What drove performance
The model benefited from combining recent payment status variables with engineered financial behavior features such as payment power and utilization rate.
Why it matters
This part of the project demonstrates real potential for credit-risk scoring, preemptive intervention, and threshold-based decision strategies in banking.
| Metric | Value | What it means |
|---|---|---|
| AUC | ~0.81 | Good ability to distinguish defaulters from non-defaulters. |
| Accuracy | ~0.72 | Moderate overall correctness across both classes. |
| Precision | ~0.79 | Positive flags are fairly reliable, which limits unnecessary interventions. |
| Recall | ~0.61 | The model captures roughly 60% of actual defaulters, leaving meaningful false-negative risk. |
Confusion matrix message
- Most non-defaulters are correctly identified.
- A substantial number of actual defaulters are also captured.
- The most costly error remains the false negative: a customer who will default but is not flagged.
- False positives are present but materially lower than missed-risk cases.
Executive interpretation
This is a usable risk model, not a perfect one. It is well suited for probability-based screening and threshold tuning, especially in settings where the business wants to trade off missed defaulters against customer friction.
Segmentation Findings
Where clustering adds business value
K-Means outcome
The elbow analysis and PCA projection support a 3-cluster structure. These clusters map well to interpretable behavior-based profiles: low-risk, medium-risk, and higher-volatility customer groups.
- Cluster 0: low utilization, low payment stress, stable borrowers
- Cluster 1: moderate utilization and mixed risk patterns
- Cluster 2: high capacity, high activity, higher payment stress
DBSCAN diagnostic
DBSCAN showed that the dataset does not contain sharply separated density-based clusters. Instead, customer behavior follows broad, continuous gradients with overlapping regions and a meaningful amount of noise.

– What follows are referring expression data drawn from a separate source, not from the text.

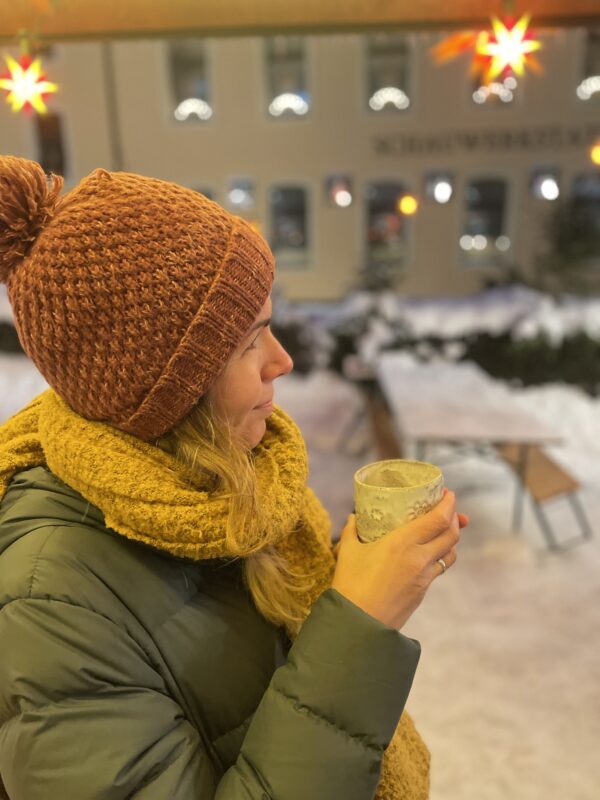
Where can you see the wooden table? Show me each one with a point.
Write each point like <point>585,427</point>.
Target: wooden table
<point>461,405</point>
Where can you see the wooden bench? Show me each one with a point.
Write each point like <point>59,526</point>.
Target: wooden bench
<point>545,480</point>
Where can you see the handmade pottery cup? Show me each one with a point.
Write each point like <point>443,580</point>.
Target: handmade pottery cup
<point>390,493</point>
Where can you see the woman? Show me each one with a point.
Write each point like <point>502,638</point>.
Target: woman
<point>159,548</point>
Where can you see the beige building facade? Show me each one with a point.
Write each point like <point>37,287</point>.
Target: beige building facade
<point>116,109</point>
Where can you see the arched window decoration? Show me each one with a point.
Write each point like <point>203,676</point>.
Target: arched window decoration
<point>287,90</point>
<point>190,80</point>
<point>589,87</point>
<point>388,72</point>
<point>484,236</point>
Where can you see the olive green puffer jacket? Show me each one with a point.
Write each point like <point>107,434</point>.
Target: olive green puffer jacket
<point>129,673</point>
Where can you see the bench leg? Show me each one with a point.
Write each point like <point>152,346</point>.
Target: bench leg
<point>584,523</point>
<point>547,529</point>
<point>520,488</point>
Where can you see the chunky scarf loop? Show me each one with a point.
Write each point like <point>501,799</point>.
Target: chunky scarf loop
<point>145,495</point>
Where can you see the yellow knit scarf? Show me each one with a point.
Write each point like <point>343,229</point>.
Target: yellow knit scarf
<point>145,495</point>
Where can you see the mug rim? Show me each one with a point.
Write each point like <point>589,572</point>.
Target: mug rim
<point>358,480</point>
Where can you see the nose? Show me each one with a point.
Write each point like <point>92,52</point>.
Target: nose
<point>280,362</point>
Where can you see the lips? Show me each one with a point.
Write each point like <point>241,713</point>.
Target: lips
<point>268,406</point>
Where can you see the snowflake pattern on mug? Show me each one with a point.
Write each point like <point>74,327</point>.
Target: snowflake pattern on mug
<point>419,508</point>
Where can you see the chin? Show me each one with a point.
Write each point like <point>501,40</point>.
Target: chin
<point>254,437</point>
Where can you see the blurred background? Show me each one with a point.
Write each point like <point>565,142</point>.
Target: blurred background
<point>428,177</point>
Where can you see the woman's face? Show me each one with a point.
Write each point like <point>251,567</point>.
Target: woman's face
<point>243,392</point>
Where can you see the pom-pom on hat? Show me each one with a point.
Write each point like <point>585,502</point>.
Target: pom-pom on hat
<point>129,293</point>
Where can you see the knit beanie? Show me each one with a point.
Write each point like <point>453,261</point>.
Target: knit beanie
<point>129,293</point>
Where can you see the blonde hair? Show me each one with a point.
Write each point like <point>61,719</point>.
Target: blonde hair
<point>208,448</point>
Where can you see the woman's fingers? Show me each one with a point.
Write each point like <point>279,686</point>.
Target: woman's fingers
<point>436,521</point>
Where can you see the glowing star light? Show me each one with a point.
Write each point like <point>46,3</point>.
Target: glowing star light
<point>26,84</point>
<point>509,48</point>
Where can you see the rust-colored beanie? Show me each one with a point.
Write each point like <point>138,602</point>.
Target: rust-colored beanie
<point>129,293</point>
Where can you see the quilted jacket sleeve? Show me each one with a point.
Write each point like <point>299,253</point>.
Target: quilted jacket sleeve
<point>86,715</point>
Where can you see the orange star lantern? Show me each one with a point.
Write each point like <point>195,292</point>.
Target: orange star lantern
<point>26,84</point>
<point>509,49</point>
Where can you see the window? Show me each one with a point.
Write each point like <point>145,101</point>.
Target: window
<point>388,67</point>
<point>51,154</point>
<point>586,203</point>
<point>590,84</point>
<point>289,233</point>
<point>386,224</point>
<point>288,95</point>
<point>484,237</point>
<point>190,80</point>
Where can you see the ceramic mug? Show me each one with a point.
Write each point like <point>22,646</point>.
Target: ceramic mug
<point>390,493</point>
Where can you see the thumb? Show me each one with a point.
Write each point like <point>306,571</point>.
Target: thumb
<point>349,530</point>
<point>430,525</point>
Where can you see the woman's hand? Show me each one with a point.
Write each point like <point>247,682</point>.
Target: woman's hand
<point>388,578</point>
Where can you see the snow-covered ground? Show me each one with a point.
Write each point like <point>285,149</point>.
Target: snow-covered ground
<point>507,692</point>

- Two dominant DBSCAN clusters cover most observations
- ~17% of observations behave like noise or irregular transition cases
- Small micro-clusters reflect niche financial behaviors rather than stable market segments
Business Implications
Where these results could be applied
Risk scoring
Recent payment behavior and utilization can strengthen early-warning models for delinquency and credit-risk monitoring.
Credit line strategy
Behavioral clusters can help distinguish clients who may qualify for limit increases from those who require tighter risk controls.
Targeted action
Segmentation supports differentiated communication, loyalty incentives, refinancing offers, and intervention strategies by customer profile.
Limitations & Next Steps
What would make the system stronger
Current limitations
- The dataset lacks external variables such as income, employment, and bureau-based credit history.
- Behavior-only models can be operationally useful, but not fully sufficient for production-grade lending decisions.
- Classification still leaves a meaningful false-negative cost that would matter in real financial settings.
Next analytical steps
- Add richer socioeconomic and credit-history features.
- Tune decision thresholds according to business risk tolerance.
- Extend explainability for executive use and governance.
- Test deployment use cases such as early-warning dashboards or risk tiering workflows.